My understanding is that an American plum will pollinate a hybrid but not vice versa. And that American plums are technically self-fertile since they are monoecious and a lot of nurseries sell them as self-pollinating (which is where I went off track, thinking they didn’t need a pollinator but the sand cherry would increase yield). Went down a rabbit hole though when someone in my native gardening group told me that American plum really needs 2-3 genetically unique trees to produce any real amount of fruit, and a lot of what I read from more reliable sources than nurseries said the same. I’ll defer to the experts here thought, I’m just starting out. Just getting into year 2 of a yard.

1 Like

Hi Sam
The American plum consist of many different cultivars as you traverse the continent which is the primary reason it has survived in spite of the industrial age and modern ag practices. I read there are over 2000 p Americana cultivars. Their diversity provides the cross pollination required to increase diversity thus enabling the ability of the species to survive inspite of man’s activities that often impact them. Not only spreading by roots they spread by seed as animals and birds scatter seeds across the continent. I like you have read that hybrids cannot pollinate the native wild plum but I think the authors of such articles do not realize that every cultivar of P Americana is a hybrid!
I am adding hybrids and natives to my local trees and several off property public property thickets for that very reason because I believe that diversity among natives and native hybrids is the best way to preserve what we have inherited.
Where I grew up we had many local wild plum thickets. But by the time I went to college most were extinct due to land use mismanagement. So I feel that part of my life and some of my best memories are impossible to revisit unless I do something about it! So far my collection is maybe 15 cultivars but it’s a start
Dennis
Kent wa

6 Likes

a light just came on! my property is surrounded with older chokecherry bushes. why arent i grafting all these to hardy plums?! next years spring project!

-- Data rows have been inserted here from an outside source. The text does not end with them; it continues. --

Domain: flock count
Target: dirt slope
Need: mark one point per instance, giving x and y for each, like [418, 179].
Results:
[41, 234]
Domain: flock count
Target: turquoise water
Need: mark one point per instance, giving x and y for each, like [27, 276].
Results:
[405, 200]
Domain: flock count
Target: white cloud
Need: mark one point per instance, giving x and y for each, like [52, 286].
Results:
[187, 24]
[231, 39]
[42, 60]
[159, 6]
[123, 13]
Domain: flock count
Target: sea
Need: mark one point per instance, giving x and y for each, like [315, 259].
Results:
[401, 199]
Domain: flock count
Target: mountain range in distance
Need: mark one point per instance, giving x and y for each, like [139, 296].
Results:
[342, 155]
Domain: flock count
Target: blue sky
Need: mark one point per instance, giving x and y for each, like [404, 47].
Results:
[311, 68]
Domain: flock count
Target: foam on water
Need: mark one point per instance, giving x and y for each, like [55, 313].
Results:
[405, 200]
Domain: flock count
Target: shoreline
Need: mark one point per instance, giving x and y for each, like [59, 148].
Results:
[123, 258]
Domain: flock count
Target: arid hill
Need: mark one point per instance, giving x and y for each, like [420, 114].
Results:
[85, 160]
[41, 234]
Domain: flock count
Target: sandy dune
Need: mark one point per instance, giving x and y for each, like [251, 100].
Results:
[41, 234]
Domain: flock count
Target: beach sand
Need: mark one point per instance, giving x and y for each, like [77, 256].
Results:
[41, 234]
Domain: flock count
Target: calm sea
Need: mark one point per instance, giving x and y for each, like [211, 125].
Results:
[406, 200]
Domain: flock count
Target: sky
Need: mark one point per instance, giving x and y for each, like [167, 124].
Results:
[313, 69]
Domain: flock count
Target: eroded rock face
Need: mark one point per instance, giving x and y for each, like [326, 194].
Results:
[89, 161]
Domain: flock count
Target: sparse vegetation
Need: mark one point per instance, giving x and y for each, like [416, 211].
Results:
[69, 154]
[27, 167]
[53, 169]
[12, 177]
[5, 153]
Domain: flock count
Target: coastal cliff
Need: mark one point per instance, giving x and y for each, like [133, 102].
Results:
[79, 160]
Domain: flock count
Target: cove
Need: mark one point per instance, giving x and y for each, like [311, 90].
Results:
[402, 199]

Cool, will you let us know how that goes? Curious as to whether it needs an interstem to convert to plum. @marknmt has grafted plum directly to Nanking cherry also a bush, sent me some scions I am using to dwarf some sweet cherry trees for my neighbor.
Dennis
Kent, wa

1 Like

the wild plum here is about the same size as a chokecherry bush (7-10ft.) so should be very compatible. literally have 100 within 50-70 yrds. of my house. some is on the neighbor’s land but he’s just letting it go back to the woods so he wont even notice. i got black ice and another plum i planted last spring, i can get quite a bit of scion wood from. this fall ill get in there and clear around them so there’s less competition. let you all know how it turns out. these are mostly mature fruiting chokecherries so shouldn’t have to wait long to get fruit.

1 Like

Would be a perfect place for a native plum thicket if you would like some Wild Goose scions my trees from Okios are mature enough to share
Dennis

And that plum I grafted onto tomentosa about 15 years ago is still a small tree. Another benefit is that the root doesn’t throw out sucker shoots like the plum does.

My tomentosa (Nanking cherry) is just blooming now. In a day or two it will be covered.

1 Like

I believe @DougAtOakSummit has done this at his place and found Toka to be a good interstem. Is that correct Doug? Not sure how genetically diverse chokecherry is in North America but it might be worth a try Steve.